03. talkin' 'bout Our Generation Episode 003
Part 3 of our continuing series "The Woodstock Episodes," revisiting that iconic event and the magic spirit that made it happen. This time we talk with Carol Green, a founder of "The Woodstock Nation," as well as bringing you a rare interview with the amazing, soulful, Richie Havens.

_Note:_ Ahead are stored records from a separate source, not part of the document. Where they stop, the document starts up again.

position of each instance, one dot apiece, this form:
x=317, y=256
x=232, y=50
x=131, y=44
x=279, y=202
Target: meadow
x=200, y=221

There are many surprises in this conversation. At the time Woodstock was happening in the Summer of 1969, thousands of our young men were fighting in Vietnam. The stereotype was that Woodstock folks were “Peacenik Hippies” who hated soldiers, when in fact nothing could be farther from the truth. People were protesting the Vietnam War because it was unwarranted and unjust, and we were fighting to bring the troops home. Many of those young men knew that and took solace in the music of Woodstock. Few know that Jimi Hendrix, for example, had served in the Air Force. His stunning rendition of the Star-Spangled Banner is a good example of how Woodstock was both a demonstration of solidarity with those serving and an expression of a new sort of patriotism, which refused to accept the government line, demanding an end to the senseless loss of so many young lives.
Carol Green touches on that topic and many others in her conversation with Julian, and shares her unique insight to that surge of positive energy that swept the nation in the summer of '69. It's a very uplifting perspective, which has profound implications for this challenging time we are living through right now.
We are also thrilled to be able to bring you a rare interview with the late Richie Havens, with an amusing retelling of how he unwittingly came to be the opening act at Woodstock, and how much that event shaped the rest of his life. We're very grateful to Jonathan Thompson of the Freedom Forum, the historical group that produced a program called “Speaking Freely” which had Richie as a guest.